Although the cause behind non-COVID-19 excess deaths is unknown, the 2020 lockdowns were reported to cause an immense economic and social impact as well as worsened mental illness. Moreover, the diversion of medical care for the treatment of COVID-19 led to delays in the treatment of acute cardiovascular diseases as well as cancer screenings. Only 67% of excess deaths during March-July 2020 were documented due to COVID-19 due to such healthcare conditions.
The provisional mortality data highlighted not only higher COVID-19-related deaths but also higher deaths in 2021 compared to 2020. However, the mortality risks for different sex and age subgroups are still unknown.
A new study published in Health Care Management Science aimed to compare the provisional mortality data for sex and age subgroups during different periods to analyze returning of the mortality risks to pre-pandemic levels.
About the study
The study compares the mortality risks for 22 sex and age subgroups from 2105-2019 to 2021 in the US. Mortality risks were determined for both with and without COVID-19 deaths. Additionally, measurements of relative mortality risk for the same sex and age subgroup were carried out between 2015–2019, and 2021.

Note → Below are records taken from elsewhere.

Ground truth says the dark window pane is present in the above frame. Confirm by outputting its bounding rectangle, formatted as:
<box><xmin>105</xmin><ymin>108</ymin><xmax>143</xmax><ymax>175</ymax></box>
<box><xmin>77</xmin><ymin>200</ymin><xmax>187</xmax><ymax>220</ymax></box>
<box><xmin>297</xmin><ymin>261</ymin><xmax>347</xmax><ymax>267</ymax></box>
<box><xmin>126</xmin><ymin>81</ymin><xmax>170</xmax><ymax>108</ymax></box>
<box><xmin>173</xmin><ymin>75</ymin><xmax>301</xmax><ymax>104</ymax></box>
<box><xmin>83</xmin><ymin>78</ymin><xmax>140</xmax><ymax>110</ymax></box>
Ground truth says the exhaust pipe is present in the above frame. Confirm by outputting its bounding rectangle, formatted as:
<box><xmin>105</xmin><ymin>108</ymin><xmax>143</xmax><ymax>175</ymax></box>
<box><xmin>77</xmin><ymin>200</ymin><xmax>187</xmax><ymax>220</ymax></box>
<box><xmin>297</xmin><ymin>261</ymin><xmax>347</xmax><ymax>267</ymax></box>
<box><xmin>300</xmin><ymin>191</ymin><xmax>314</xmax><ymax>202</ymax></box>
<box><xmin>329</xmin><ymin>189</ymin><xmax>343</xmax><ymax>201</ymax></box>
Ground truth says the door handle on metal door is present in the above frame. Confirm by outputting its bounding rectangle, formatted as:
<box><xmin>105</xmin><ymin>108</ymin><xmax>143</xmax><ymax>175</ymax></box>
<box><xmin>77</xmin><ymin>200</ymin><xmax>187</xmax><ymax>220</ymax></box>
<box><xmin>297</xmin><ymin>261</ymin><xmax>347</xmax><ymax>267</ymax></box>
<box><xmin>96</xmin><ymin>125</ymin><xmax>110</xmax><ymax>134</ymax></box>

The results indicated that the mortality risks were higher in 2021 compared to 2015-2019 for most sex and age subgroups. However, for individuals over 75 years, in 2021, the mortality risks from other causes except COVID-19 were lower than during 2015-2019.
Furthermore, individuals 65 years of age or above were found to experience lower mortality risks in Year 2 (April 2021–March 2022) compared to Year 1 (April 2020–March 2021). However, the negative impact of COVID-19 was higher for people from 25 to 64 years of age during Year 2 than Year 1.
Therefore, the current study demonstrated that the mortality risks differed for different sex and age subgroups. Some face higher risks during 2021 as compared to 2015-2019. Moreover, differences in mortality risks for Year 1 and Year 2 of the pandemic were also observed among the subgroups.
Researchers suggest that the occurrence of displaced deaths during the initial two years of the pandemic can cause mortality risks to fall below pre-pandemic levels in the upcoming years. However, the most effective way of determining the impact of COVID-19 and mortality risks is by assessing total deaths as compared to previous years. This way, the pandemic's impact can be analyzed, not just COVID-19-related deaths.
The study has two limitations. First, the provisional mortality data do not provide information on comorbidities. Second, the results of the study might change slightly until next year as the CDC continues to carry out the processing of late death reports as well as corrections.